Konkretne miejsce, jak „blok” czy „działka” jest zaludnione osobnymi bytami, z
których każdy ma historię i rolą czytelnika jest kolejność poznania, czy też
odrzucenia ich losów.
Więc czym jest „różyczka”?
Jestem gruby i mieszkam z mamą napisał ok. 2000 r. Jędrzej
Kostecki. Wtedy to było odważne. Dziś nikogo nie wzrusza. To był pierwszy
polski blog. Po kilkunastu latach więcej bloguje niż blogi czyta. Nie byłoby całego
zamieszania, gdyby programista i autor kilku ważnych tekstów, zatrudniony w
1979 r. na Uniwersytecie w Wisconsin Dave Winer, nie ukończył w jedenaście lat
później projektu „Manilla” pozwalającego na udostępnianie własnych zasobów
innemu internaucie i dopisywanie komentarzy.

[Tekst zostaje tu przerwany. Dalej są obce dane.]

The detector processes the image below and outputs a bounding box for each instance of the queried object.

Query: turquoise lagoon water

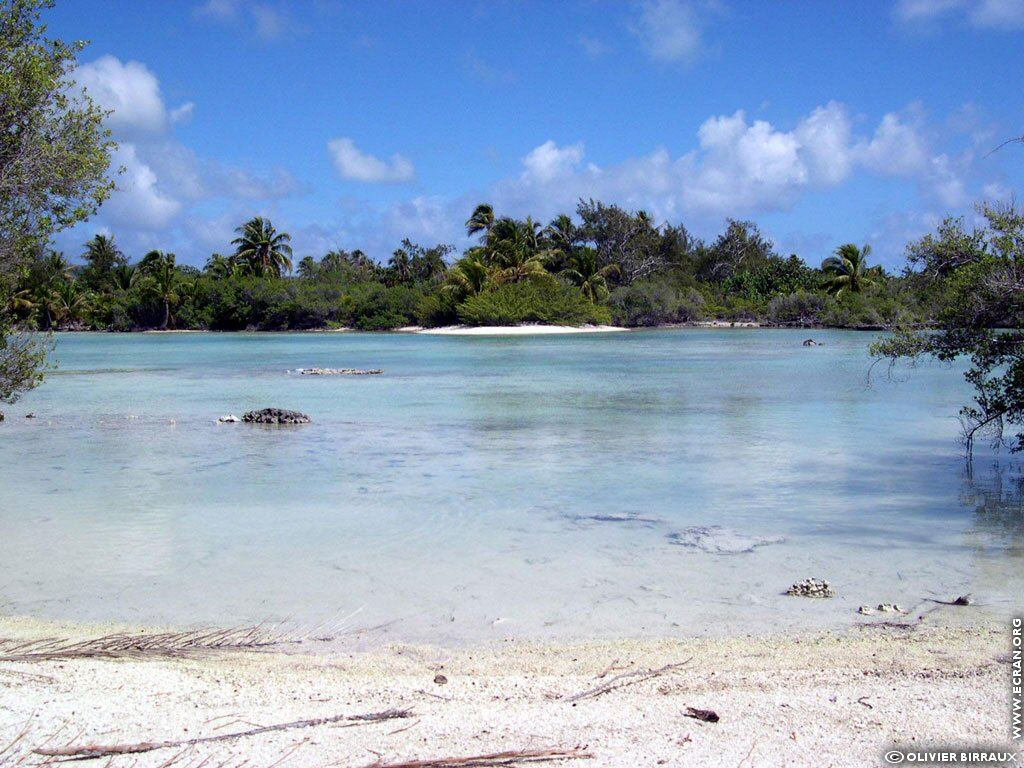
[0,330,1024,643]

Nie wiadomo dokładnie, kto pierwszy zamieścił w sieci
formę przypominającą wirtualny pamiętnik. Wiadomo natomiast, że między
kwietniem, a majem 1999 r. Peter Merholz użył pierwszy raz określenia „we blog”.
Z
punktu widzenia teorii literatury, swoboda w wędrówce między wątkami nakazuje
zaklasyfikować blog do kategorii hipertekstu..., ale czym w takim razie jest
tak naprawdę blog? Czy w Polsce kontynuacją sarmackiego „silva rerum”?
Polacy,
na wzór swych przodków tworzą mniej lub bardziej doniosłe kroniki swego życia,
lecz w polskim świecie internetowych sztambuchów – w odróżnieniu od
amerykańskiego – przeważa anonimowość. Coraz rzadziej skrywana – to trzeba
przyznać. Nad celebrytyzmem, do którego pikują polscy blogerzy nie warto się
zatrzymywać. Jeśli, idąc za Schopenhauerem, uznamy człowieka za jedyną istotę
zdolną do czynienia nieusprawiedliwionych złośliwości, to wielu celebrytoblogerów
i ich komentatorów internetowych osiągnęło pełnię człowieczeństwa.
Blogi
(nawet, gdy jeszcze nie miały swojej nazwy) doczekały się klasyfikacji
teoretycznej. Francuski literaturoznawca Phillipe Lejeune już w 1992 r. założył
stowarzyszenie APA – Association Pour l’Autobiographie (Stowarzyszenie dla
Autobiografii i Dziedzictwa Autobiograficznego), które zajmuje się badaniem
pamiętników i zwierzeń intymnych zwykłych ludzi, a w 2000 r. przeprowadził
ankietę wśród internautów publikujących pamiętniki online. Wnioski, do których
doszedł były zaskakujące dla samego badacza. Praktycznie nie było wyznania
pozbawionego elementu autokreacji, internetowi (francuscy) pamiętnikarze
zanurzali się w potocznie mówiąc zmyśleniu. Lejeune analizując blogi osiągnął efekt
analogiczny z rozbiorem „Dzienników” Gombrowicza, brak tożsamości autora,
narratora i bohatera (czyli brak „paktu autobiograficznego”) pozwolił mu cały
cybergatunek zaliczyć do „autofikcji” i tym samym uznać za jedną z
najważniejszych cech literatury naszych czasów.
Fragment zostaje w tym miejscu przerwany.